Friday, November 8, 2013

The Friday Four, Part 39

~1~

There were three "feel-good" stories I saw this week that I wanted to share.  It's easy to focus on the depressing, upsetting, disturbing news, and there's definitely plenty of that going around.  But there is also plenty of good in the world, too.

A simple act of service:


Isaac Theil, the man on the right, allowed his shoulder to be a pillow for a stranger on the New York subway for almost an hour.

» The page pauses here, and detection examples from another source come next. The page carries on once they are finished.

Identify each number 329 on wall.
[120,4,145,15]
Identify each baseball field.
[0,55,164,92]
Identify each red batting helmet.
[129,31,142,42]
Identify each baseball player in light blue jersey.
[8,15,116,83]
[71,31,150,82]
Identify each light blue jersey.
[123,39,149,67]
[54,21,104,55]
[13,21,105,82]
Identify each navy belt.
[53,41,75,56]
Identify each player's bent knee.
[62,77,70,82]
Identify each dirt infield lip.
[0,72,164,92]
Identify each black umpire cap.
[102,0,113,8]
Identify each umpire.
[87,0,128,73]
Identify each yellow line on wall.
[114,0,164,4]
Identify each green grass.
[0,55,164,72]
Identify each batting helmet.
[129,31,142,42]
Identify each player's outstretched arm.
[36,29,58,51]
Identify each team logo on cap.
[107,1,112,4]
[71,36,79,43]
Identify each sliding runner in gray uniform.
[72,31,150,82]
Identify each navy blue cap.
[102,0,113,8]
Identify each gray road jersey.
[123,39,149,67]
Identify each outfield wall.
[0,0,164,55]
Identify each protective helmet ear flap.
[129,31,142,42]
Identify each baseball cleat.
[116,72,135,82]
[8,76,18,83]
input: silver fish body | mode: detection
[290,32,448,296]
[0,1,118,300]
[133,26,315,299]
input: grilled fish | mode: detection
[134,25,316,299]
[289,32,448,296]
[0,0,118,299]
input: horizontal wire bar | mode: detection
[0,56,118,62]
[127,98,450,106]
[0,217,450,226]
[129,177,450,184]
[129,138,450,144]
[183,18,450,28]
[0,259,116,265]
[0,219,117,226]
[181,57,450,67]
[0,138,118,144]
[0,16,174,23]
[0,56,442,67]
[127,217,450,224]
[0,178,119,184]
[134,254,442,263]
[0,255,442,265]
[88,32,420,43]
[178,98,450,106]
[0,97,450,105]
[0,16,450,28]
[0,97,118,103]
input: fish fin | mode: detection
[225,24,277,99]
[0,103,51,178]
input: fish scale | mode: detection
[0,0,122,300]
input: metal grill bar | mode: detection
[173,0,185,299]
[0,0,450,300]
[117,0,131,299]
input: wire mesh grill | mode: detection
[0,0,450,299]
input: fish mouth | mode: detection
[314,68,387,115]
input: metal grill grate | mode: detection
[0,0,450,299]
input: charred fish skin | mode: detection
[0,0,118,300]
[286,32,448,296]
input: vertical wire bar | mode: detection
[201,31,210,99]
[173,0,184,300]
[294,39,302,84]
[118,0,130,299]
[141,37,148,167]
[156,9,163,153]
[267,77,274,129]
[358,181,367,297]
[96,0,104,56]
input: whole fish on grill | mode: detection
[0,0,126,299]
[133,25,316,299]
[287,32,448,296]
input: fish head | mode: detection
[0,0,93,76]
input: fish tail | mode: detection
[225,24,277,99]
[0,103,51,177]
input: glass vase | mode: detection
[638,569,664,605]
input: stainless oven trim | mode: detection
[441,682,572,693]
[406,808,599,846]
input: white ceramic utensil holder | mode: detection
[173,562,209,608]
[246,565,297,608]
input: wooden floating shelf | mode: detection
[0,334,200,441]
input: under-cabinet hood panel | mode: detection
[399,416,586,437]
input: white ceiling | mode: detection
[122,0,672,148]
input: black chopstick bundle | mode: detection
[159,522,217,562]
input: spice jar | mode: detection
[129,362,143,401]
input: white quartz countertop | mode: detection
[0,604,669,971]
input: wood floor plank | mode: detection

After the picture had gone viral, he said this in an interview with the Jewish magazine Tablet: “Maybe the photo wouldn't have become so popular if people weren't seeing a Jewish man with a yarmulke and a black man in a hood, and because they might not necessarily correlate the two, but there is only one reason that I didn't move, and let him continue sleeping, and that has nothing to do with race. He was simply a human being who was exhausted, and I knew it and happened to be there and have a big shoulder to offer him...I would love for people to use this as a lesson to just be good to each other.”
~2~

The Olivet Middle School football team in Olivet, Michigan, did something extraordinary.  Without informing their coaches, these twelve- to fourteen-year-old boys at the top of the middle-school "pecking order" planned a special play to include Keith Orr, a special needs student on the team. Rather than scoring a touchdown himself, player Sheridan Henrick took a knee on the one-yard line.  On the next play, the ball was handed to Keith and the team surrounded him, protecting him from the other team and ensuring that Keith would be the one to score the touchdown.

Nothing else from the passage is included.